Thomas Curwen: Frost glistens on the meadow grass. The sun has yet to crest Church Creek Divide, and on his last day in the cabin, Jack English isn’t about to break from routine. He swings his legs out of the bunk.

“Good morning,” he says quietly to Mary. Her ashes are in a small box on the narrow shelf at the head of the bed.

She’s been gone 12 years. He takes her wherever he goes, but in this far-away valley they shared and in this home they built, he feels closest to her.

He tries to pull on his boots. The swelling in his feet from the gout has gone down, but his fingers have a hard time keeping a grip. Old age-itis, he calls it, as if being 94 is a condition in and of itself.

“Dennis, I’m getting old,” he calls out to his son. “Can you help me?”

Jack knows he has a reputation. It’s nothing he ever sought. But not too many old men would choose to live in a cabin five miles from any road — and that, a winding mountain track far removed from the nearest city, Carmel.

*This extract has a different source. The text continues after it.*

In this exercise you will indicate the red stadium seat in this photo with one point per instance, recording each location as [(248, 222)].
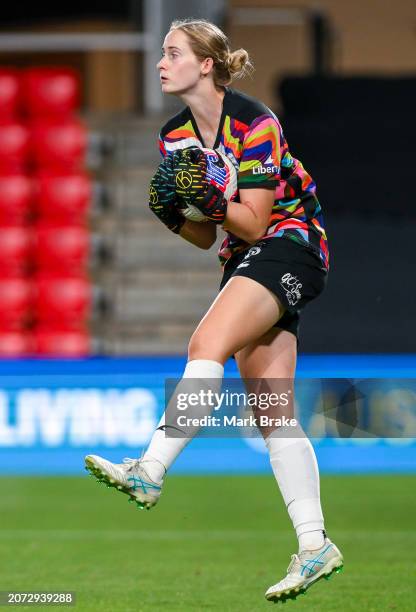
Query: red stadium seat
[(14, 146), (62, 343), (16, 195), (62, 248), (9, 94), (50, 92), (58, 145), (16, 299), (16, 244), (63, 197), (64, 301), (15, 344)]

Visitors have called him the last of the mountain men, a local treasure, a friendly beacon in the middle of the forest.

He lived here by himself for 10 years after Mary died. But since his heart attack last December, he’s not quite been the same, and whenever he talks about returning to the cabin to live, his family says no. It would be too dangerous: One fall and that could be it.